The Chronicle of Social Change is highlighting each of the policy recommendations made this summer by the participants of the Foster Youth Internship Program (FYI), a group of 10 former foster youths who have completed congressional internships.
The program is overseen each summer by the Congressional Coalition on Adoption Institute. Each of the FYI participants crafted a policy recommendation during their time in Washington, D.C. Today we highlight the recommendation of Calli Crowder, 25, a graduate of Regent University.
Crowder calls for three steps meant to bolster federal participation in supporting foster parents. First, she would establish a technical assistance grant program aimed at helping states maximize the existing federal dollars available for training foster parents. Federal IV-E entitlement funds for training were once limited to state and local child welfare workers; that changed 10 years ago under the Fostering Connections to Success and Increasing Adoptions Act.
Crowder would also establish what she calls a National Foster and Adoptive Parents Database, which would require “state child welfare agencies to collect and submit key data on foster parents, relative caregivers and adoptive families.” And finally, she would set up a new funding stream that allows states to reimburse foster families who engage their kids in youth development activities and other normal adolescent experiences.
Ten years after Fostering Connections allowed for more foster parent training funds, Crowder writes, “many states still do not have the experience and support they need to take full advantage of the money.”
Crowder further argues that while the Adoption and Foster Care Analysis and Reporting System (AFCARS) tracks outcomes for youth in foster care, there is no effort to track the supply or preparation of foster families. And for those foster parents willing to “go above and beyond” to provide normal childhood experiences, Crowder says they “should not have to dip into their own resources to make these opportunities possible.”
In Their Own Words
“It was often difficult for my siblings and me to do the things that other young people do. … If we wanted to stay over at a friend’s house, our friend’s parents would have to go through a background check, homestudy and walk through. When our church or school had overnights, we could not go.”
The Chronicle’s Take
Crowder touches on a critical issue in our time. One goal of the recently passed Family First Prevention Services Act is to limit the use of congregate care settings like group homes in foster care. At least in the short term, in some states that will mean a greater reliance on foster homes.

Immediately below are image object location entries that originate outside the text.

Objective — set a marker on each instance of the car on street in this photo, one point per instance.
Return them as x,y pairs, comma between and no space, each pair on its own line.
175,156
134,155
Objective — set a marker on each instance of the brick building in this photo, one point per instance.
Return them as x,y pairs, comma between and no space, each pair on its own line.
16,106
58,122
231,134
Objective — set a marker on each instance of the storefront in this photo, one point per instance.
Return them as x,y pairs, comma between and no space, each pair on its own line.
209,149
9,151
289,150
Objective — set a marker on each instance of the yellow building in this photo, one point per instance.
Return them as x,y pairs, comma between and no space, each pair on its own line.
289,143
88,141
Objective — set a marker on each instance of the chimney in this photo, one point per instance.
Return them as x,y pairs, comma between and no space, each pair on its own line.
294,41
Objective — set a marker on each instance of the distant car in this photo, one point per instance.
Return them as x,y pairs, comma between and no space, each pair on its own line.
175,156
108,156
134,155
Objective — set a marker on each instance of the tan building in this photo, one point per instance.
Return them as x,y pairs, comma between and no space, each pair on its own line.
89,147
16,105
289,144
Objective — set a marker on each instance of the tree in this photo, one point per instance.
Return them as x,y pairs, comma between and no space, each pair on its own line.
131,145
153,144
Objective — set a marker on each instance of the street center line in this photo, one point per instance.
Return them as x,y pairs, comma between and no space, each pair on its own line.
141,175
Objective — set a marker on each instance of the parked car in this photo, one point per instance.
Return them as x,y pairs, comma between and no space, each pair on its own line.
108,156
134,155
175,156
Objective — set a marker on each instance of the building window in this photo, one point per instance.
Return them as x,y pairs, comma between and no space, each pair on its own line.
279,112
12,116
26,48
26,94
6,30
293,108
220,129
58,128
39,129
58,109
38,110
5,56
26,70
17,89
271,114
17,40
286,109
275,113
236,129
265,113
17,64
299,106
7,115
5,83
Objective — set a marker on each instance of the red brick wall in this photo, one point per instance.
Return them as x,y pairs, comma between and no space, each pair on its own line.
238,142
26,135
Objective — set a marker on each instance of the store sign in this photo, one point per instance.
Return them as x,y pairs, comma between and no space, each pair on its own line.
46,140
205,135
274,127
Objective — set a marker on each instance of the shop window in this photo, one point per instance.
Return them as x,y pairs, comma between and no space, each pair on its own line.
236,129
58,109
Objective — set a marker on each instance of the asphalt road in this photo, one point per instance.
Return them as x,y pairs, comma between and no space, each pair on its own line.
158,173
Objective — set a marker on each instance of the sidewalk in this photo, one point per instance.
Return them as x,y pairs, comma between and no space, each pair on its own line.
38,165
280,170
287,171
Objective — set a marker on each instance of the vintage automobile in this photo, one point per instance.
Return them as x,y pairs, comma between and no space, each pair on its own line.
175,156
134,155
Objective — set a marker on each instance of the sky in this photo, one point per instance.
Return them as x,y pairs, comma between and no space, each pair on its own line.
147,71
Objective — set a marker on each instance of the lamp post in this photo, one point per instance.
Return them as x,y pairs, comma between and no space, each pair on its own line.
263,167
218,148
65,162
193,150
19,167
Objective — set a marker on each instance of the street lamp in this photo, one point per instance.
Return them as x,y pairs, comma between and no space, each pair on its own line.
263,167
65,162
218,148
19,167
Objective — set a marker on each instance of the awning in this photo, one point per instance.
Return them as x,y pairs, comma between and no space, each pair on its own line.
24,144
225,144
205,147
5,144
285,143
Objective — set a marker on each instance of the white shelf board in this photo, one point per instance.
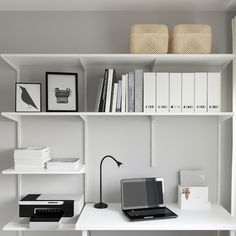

And that isn’t simply about recruiting them. It’s about making sure those parents are well trained and prepared to care for youth who have experienced the trauma of maltreatment and separation from family. If a small technical assistance pot can help maximize greater investment in that, it would be a huge win for the field.
As for the database concept: we at The Chronicle certainly agree that there is not enough public information about the various state networks of foster parents. We are currently working on the second iteration of our own project aimed at gauging the supply of foster homes, relative to the number of youth in foster care.
AFCARS actually does collect some state-by-state information about foster parents, including race and ethnicity as well as the number of parents in the household. But that information isn’t part of the public, annual AFCARS report put out each fall, which only includes data about youth. And the Child and Family Services Review process, a periodic assessment of state child welfare systems, also reviews the recruitment and retention of foster parents.
You could set up a national online center that produced an AFCARS-based report on foster parents and recruitment, and also served as a hub to post training and development opportunities for foster parents. This could also serve as a spot for foster parents to find youth development and “normalcy”-related activities.
Speaking of which, we like Crowder’s notion of a “normalcy fund” to support youth development activities. It would probably have to be a match situation with state funds in it as well, or perhaps added to a federal program instead of new money. Perhaps the Chafee Independent Living Program?
Congress took a light swipe at promoting such activities in 2014 when it required a state liaison on normalcy for foster youth, but this would put some resources behind giving kids opportunities like youth development programs, church trips, summer camps or sports leagues.